Yes, I did wear my badge. It is as requisite for the interview hall as for the exhibit hall. And some of the security guards will let you through as long as they can see the neck string leading into your suit jacket, no need to dig it out.
Welcome, AD.
I think we essentially agree here -- that in locations "external" to the convention, the nametag marks, or brands, us as a group; I mean, a dinner table 10 blocks away! See, I find that funny, in that the group "at the table" presumably already knew eachother. . . why not doff the tag? (i.e., I agree with you).
But within the "campus" of the convention itself, the, er, semiotics work differently, no? In that there we're all branded, so what's left to parse are gradations in brand-value.
I fully cop to leering in close spaces. Of course, that's easy for me to say (and do), if I don't wear mine!! Without over-thinking it (as I no doubt have), it comes down to curiosity, no?

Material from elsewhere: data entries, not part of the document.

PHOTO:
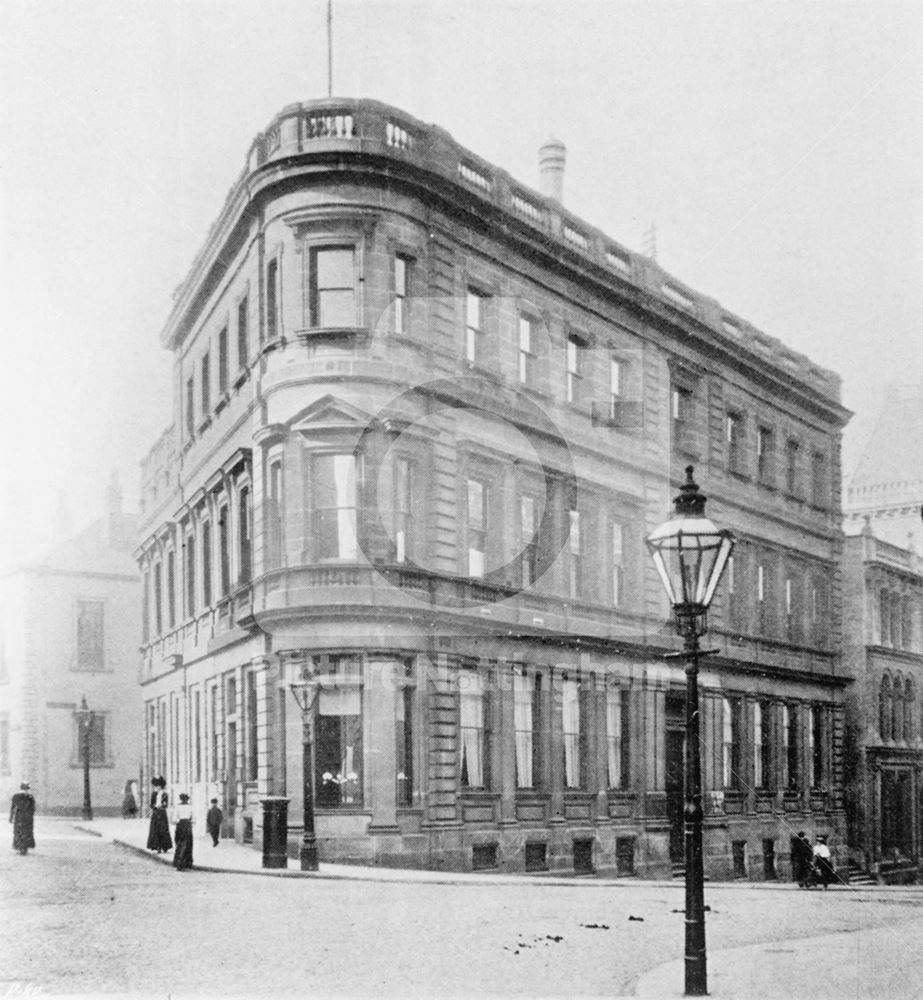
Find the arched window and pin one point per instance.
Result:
(884, 708)
(727, 739)
(885, 614)
(908, 709)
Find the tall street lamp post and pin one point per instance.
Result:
(690, 554)
(85, 719)
(302, 682)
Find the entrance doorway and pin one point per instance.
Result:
(675, 759)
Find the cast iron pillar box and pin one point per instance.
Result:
(275, 832)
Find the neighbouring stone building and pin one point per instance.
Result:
(423, 419)
(883, 645)
(69, 629)
(883, 616)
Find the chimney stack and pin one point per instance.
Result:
(114, 493)
(551, 158)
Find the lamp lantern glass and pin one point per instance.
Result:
(690, 555)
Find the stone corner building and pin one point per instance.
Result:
(68, 630)
(424, 417)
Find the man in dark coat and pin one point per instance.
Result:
(213, 820)
(801, 859)
(22, 812)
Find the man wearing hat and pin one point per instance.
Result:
(22, 812)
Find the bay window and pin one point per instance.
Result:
(334, 484)
(332, 287)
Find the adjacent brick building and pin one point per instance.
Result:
(424, 417)
(69, 629)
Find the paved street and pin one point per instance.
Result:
(82, 915)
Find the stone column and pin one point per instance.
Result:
(556, 764)
(874, 824)
(600, 747)
(505, 758)
(380, 694)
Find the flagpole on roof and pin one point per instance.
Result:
(330, 48)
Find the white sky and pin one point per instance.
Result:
(777, 147)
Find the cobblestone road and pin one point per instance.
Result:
(80, 916)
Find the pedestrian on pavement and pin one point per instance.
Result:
(22, 813)
(822, 861)
(129, 806)
(158, 834)
(213, 821)
(182, 814)
(801, 859)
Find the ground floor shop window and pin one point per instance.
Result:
(475, 734)
(404, 746)
(338, 747)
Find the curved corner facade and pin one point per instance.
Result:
(424, 418)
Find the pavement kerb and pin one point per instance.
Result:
(423, 877)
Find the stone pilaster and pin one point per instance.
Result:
(382, 679)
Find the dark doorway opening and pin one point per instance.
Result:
(675, 757)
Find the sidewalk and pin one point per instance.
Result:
(229, 856)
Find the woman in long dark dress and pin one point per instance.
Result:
(22, 812)
(182, 856)
(158, 834)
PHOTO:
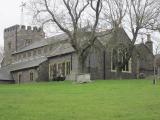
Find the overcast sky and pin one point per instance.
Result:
(10, 14)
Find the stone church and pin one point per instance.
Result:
(30, 57)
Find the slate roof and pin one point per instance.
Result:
(62, 49)
(44, 42)
(27, 64)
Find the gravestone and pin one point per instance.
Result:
(83, 78)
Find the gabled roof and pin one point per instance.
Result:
(62, 49)
(44, 42)
(5, 74)
(27, 64)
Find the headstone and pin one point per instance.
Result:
(83, 78)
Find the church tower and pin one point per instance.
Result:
(18, 37)
(149, 43)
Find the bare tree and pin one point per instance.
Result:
(70, 17)
(1, 54)
(138, 16)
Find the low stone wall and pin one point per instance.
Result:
(7, 81)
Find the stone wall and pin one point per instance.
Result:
(25, 75)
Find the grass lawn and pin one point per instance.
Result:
(100, 100)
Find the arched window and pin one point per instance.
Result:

But even if others have better manners than I, what I think is significant is that we don't act, or approach one another, on the basis of the nametag. Your fortuitous airline contact aside, I don't think that's de rigeur.
Love the neck string trick. Very boho.
Thanks for posting . . .
Kind of ironic, all this stuff about name tags. See, I live in Philly, and my adjunct friends and I all decided, independently mind you, that we weren't going anywhere near Market St. during the appointed days. Now for the irony. I play in a blues band with two other adjuncts, and we had a gig at a bar on Sansom St. on Friday during the conference. And darned if there wasn't a table full of mla'ers -- about five of them by my count. And how did we know they were strays from the delights of Reading Terminal and Olde City? Well, by the tags of course.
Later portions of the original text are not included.